For ISO week numbers the tool identifies the Thursday of each week (ISO weeks are defined by where Thursday falls), then counts how many weeks that Thursday is from the first Thursday of the year. The Julian Day Number is computed via the standard astronomical conversion formula and can be subtracted between any two dates to get an exact day count.
Worked example
Take 14 October 1066 — the Battle of Hastings.

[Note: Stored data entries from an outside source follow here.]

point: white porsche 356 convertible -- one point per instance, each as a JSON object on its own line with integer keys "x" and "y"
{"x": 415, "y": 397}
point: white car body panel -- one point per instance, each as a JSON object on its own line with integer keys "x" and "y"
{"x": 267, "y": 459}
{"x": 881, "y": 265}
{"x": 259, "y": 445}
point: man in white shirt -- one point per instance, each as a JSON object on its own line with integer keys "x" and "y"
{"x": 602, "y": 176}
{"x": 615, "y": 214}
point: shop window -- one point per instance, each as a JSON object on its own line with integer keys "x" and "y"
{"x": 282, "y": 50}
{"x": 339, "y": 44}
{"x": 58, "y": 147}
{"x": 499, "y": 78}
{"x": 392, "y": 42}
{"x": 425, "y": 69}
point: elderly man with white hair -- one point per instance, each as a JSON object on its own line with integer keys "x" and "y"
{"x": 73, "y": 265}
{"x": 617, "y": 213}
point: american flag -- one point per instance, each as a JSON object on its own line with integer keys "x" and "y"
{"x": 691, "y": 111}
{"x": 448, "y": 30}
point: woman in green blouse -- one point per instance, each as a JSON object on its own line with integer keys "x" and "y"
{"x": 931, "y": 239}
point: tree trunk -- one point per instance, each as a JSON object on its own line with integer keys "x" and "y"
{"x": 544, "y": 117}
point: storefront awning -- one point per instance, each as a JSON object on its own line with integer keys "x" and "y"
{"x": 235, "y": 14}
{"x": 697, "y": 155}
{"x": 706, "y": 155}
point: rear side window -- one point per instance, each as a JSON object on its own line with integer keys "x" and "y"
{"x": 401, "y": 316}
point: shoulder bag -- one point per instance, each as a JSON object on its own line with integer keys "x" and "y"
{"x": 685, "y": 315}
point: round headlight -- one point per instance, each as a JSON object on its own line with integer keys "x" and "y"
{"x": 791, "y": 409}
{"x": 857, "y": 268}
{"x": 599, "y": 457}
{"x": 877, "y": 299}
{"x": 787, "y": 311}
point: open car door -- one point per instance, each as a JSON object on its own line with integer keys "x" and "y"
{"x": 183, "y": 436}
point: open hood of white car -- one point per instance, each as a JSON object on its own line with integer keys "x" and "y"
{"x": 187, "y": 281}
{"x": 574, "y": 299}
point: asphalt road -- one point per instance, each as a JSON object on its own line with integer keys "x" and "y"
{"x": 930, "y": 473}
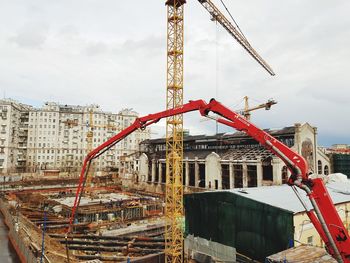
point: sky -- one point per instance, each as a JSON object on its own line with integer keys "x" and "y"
{"x": 113, "y": 53}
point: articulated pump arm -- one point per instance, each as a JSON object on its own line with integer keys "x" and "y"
{"x": 324, "y": 216}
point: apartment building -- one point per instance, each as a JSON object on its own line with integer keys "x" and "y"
{"x": 13, "y": 135}
{"x": 59, "y": 136}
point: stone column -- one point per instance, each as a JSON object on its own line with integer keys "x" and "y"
{"x": 232, "y": 176}
{"x": 160, "y": 172}
{"x": 196, "y": 172}
{"x": 187, "y": 172}
{"x": 259, "y": 172}
{"x": 153, "y": 170}
{"x": 276, "y": 171}
{"x": 245, "y": 173}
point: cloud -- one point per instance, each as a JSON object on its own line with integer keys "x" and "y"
{"x": 31, "y": 35}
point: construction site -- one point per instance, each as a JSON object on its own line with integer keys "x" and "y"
{"x": 82, "y": 184}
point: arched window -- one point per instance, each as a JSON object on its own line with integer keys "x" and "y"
{"x": 326, "y": 170}
{"x": 284, "y": 175}
{"x": 319, "y": 167}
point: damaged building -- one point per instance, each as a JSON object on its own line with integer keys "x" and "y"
{"x": 233, "y": 160}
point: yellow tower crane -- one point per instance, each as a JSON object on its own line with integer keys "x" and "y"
{"x": 174, "y": 124}
{"x": 90, "y": 139}
{"x": 247, "y": 110}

- October is month 10, which is after February, so the year stays as
y = 1066. - Month offset
t[10] = 6(October is index 9 in the zero-based lookup table[0,3,2,5,0,3,5,1,4,6,2,4]). - Century terms:
floor(1066/4) = 266,floor(1066/100) = 10,floor(1066/400) = 2. - Sum:
1066 + 266 - 10 + 2 + 6 + 14 = 1344. 1344 mod 7 = 0→ Sunday (on the proleptic Gregorian calendar).

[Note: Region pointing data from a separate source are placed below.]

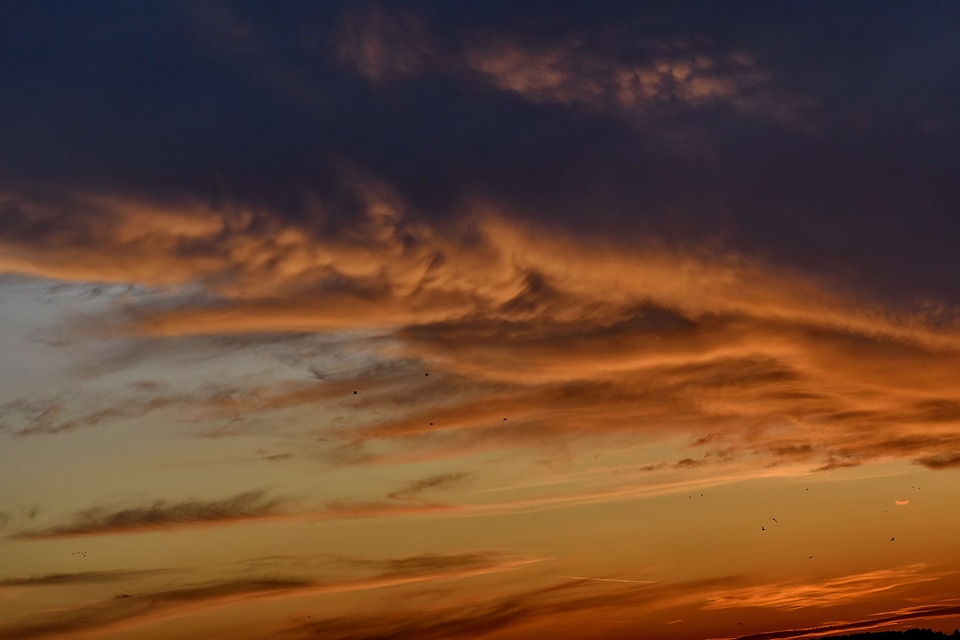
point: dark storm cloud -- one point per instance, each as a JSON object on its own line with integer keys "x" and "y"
{"x": 233, "y": 104}
{"x": 162, "y": 514}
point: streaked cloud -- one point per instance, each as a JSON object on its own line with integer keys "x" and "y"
{"x": 885, "y": 619}
{"x": 80, "y": 577}
{"x": 826, "y": 593}
{"x": 158, "y": 604}
{"x": 162, "y": 514}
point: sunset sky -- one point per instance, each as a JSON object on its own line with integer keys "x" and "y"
{"x": 447, "y": 320}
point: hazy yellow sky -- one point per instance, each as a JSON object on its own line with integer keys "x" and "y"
{"x": 422, "y": 321}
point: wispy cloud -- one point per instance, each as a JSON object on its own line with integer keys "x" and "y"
{"x": 433, "y": 483}
{"x": 81, "y": 577}
{"x": 922, "y": 612}
{"x": 826, "y": 593}
{"x": 161, "y": 514}
{"x": 143, "y": 608}
{"x": 541, "y": 611}
{"x": 599, "y": 343}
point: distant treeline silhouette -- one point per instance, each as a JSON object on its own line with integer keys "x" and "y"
{"x": 909, "y": 634}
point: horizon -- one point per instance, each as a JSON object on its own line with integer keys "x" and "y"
{"x": 421, "y": 319}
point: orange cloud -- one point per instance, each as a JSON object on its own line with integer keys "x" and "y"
{"x": 830, "y": 592}
{"x": 243, "y": 507}
{"x": 574, "y": 338}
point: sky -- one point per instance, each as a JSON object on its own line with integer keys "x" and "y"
{"x": 443, "y": 320}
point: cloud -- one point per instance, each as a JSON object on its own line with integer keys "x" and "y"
{"x": 940, "y": 461}
{"x": 921, "y": 612}
{"x": 591, "y": 341}
{"x": 830, "y": 592}
{"x": 570, "y": 73}
{"x": 433, "y": 483}
{"x": 243, "y": 507}
{"x": 641, "y": 81}
{"x": 151, "y": 606}
{"x": 82, "y": 577}
{"x": 542, "y": 611}
{"x": 384, "y": 44}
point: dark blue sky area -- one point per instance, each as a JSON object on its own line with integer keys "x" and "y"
{"x": 823, "y": 135}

| Date | Calculation summary | Result |
|---|---|---|
| 14 Oct 1066 | (1066 + 266 - 10 + 2 + 6 + 14) mod 7 | Sunday |
| 4 Jul 1776 | (1776 + 444 - 17 + 4 + 5 + 4) mod 7 | Thursday |
| 1 Jan 2000 | (1999 + 499 - 19 + 4 + 0 + 1) mod 7 | Saturday |
| 15 Jun 2026 | (2026 + 506 - 20 + 5 + 3 + 15) mod 7 | Monday |
The “Show step-by-step working” toggle in the calculator displays every one of those arithmetic steps labelled clearly, so you can follow or verify the computation for any date you enter.
Formula note
Tomohiko Sakamoto’s formula is equivalent to, but more compact than, the classical Zeller’s congruence. Both work on the proleptic Gregorian calendar, meaning they extrapolate the current calendar rules backward through history even for dates before the Gregorian reform of 1582. If you need the Julian calendar (used in Europe before the switch), the century correction terms change, but most historical and all modern usage assumes the proleptic Gregorian calendar, which is what this tool uses.
The Julian Day Number formula used here is the standard one from the Explanatory Supplement to the Astronomical Almanac: it maps any Gregorian calendar date to a unique integer counting days from the astronomical epoch (noon, 1 January 4713 BCE). Subtracting two JDNs always gives the exact integer count of days between them, with no calendar boundary complications.